The Vienna, Va.-based Ratner Cos., whose flagship brand is Hair Cuttery, has more than doubled its units in 10 years, to 861. Its other brands include Bubbles, an upscale salon with 28 stores; and Salon Cielo and Spa, a full-service minispa with 10 stores.

This year Ratner plans to open 50 stores under its flagship and 20 under the newer concepts, says Les Mardiks, vice president of real estate. In October it launched a franchise program for Hair Cuttery in new markets.

“We want to move west with the concept,” Mardiks said. “This way we can grow quicker.

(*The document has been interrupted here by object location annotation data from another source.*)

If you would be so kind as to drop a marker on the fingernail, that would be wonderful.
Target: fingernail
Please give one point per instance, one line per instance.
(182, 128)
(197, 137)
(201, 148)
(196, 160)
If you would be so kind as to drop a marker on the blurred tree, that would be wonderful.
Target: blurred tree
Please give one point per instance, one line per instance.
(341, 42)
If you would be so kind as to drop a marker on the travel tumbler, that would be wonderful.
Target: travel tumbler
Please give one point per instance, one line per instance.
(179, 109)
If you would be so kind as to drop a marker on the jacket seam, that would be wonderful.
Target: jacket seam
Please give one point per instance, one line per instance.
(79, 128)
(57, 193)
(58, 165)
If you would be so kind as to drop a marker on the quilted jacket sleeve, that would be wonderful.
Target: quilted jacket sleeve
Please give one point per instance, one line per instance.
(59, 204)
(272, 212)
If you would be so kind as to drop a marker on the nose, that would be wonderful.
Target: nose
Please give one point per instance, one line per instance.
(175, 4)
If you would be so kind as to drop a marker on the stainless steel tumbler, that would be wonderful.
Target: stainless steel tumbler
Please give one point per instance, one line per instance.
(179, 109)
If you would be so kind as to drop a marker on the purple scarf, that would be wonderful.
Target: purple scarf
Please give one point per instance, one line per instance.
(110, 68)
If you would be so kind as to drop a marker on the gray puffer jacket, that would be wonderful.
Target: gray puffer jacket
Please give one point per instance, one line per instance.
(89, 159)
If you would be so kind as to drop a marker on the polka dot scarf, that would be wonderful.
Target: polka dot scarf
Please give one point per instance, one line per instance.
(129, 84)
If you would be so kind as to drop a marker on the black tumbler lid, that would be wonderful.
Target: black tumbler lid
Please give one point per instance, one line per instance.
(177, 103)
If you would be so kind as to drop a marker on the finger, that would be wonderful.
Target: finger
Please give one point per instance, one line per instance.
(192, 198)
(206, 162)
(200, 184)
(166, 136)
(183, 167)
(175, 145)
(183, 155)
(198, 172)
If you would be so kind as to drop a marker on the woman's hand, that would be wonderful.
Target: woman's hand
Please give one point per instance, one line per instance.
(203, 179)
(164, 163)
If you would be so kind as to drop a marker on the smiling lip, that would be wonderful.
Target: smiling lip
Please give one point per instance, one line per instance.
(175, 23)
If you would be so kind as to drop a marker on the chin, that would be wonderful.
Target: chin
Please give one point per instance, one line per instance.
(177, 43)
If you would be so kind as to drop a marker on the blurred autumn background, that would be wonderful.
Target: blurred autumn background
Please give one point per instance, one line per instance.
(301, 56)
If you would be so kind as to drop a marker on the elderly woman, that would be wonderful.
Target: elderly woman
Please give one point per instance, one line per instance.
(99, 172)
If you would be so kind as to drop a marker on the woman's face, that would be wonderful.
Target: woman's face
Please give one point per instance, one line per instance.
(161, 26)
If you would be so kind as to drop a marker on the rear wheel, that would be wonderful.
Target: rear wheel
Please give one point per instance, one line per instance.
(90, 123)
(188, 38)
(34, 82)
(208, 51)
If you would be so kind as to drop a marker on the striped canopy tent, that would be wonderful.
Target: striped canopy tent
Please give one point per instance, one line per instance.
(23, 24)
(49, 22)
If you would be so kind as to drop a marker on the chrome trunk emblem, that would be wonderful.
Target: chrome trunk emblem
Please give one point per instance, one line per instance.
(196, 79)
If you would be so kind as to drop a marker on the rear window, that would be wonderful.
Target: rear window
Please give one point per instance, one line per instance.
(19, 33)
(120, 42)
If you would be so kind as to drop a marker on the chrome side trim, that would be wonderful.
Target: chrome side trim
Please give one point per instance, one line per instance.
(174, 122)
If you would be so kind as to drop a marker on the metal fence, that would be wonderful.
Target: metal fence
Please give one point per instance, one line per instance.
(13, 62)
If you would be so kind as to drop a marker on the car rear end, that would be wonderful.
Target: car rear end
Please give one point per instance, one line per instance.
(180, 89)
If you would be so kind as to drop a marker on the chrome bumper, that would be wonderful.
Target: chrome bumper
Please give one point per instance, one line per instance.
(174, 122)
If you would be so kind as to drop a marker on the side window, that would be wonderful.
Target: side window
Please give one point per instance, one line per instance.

We feel that we are at a point where most of the major markets are consolidating in our industry, and if we are not there to open salons in the good real estate, we won’t get the good sites.”

The real estate strategy for the Hair Cuttery brand aims at grocery- or drugstore-anchored shopping centers and anchored open-air centers in urban environments. “What we like to do is be very competitive in any given market —and saturate the market,” he said. “We don’t go in unless we can open a sufficient number of stores.”

Indeed, competition is fierce. And not just from top players, but from a host of strong, upstart regional chains too. Consider HCX Salons International, based in Fort Lauderdale, Fla., with its Hair Color Experts. The chain’s 55 stores are mostly in open-air centers in Arizona, Colorado, Florida, Maryland, Massachusetts, Minnesota, Missouri, Nebraska, New Jersey, North Carolina and Washington, D.C.

HCX recently sold the franchise rights to a Canadian development group that plans to open 265 units over the next 10 years in that country. Domestically, HCX’s aggressive growth plans include operating 5,000 salons in the United States by 2012. Even with startup costs in the range of $250,000 to $350,000, HCX has sold 145 additional franchise licenses set for U.S. openings over the next 12 to 36 months.

“We hit a niche,” said Joseph Wasch, vice president and general counsel, who oversees the real estate department. “That is why we are rushing to the market.”

Notwithstanding such upstarts as HCX and the continued growth among leading chains, some argue that independents will probably always dominate most of the market.

“Even Regis is never going to have a 50 percent share of the market — it’s just too fragmented,” said Foll. “But they are going to have the largest market share for a single operator.”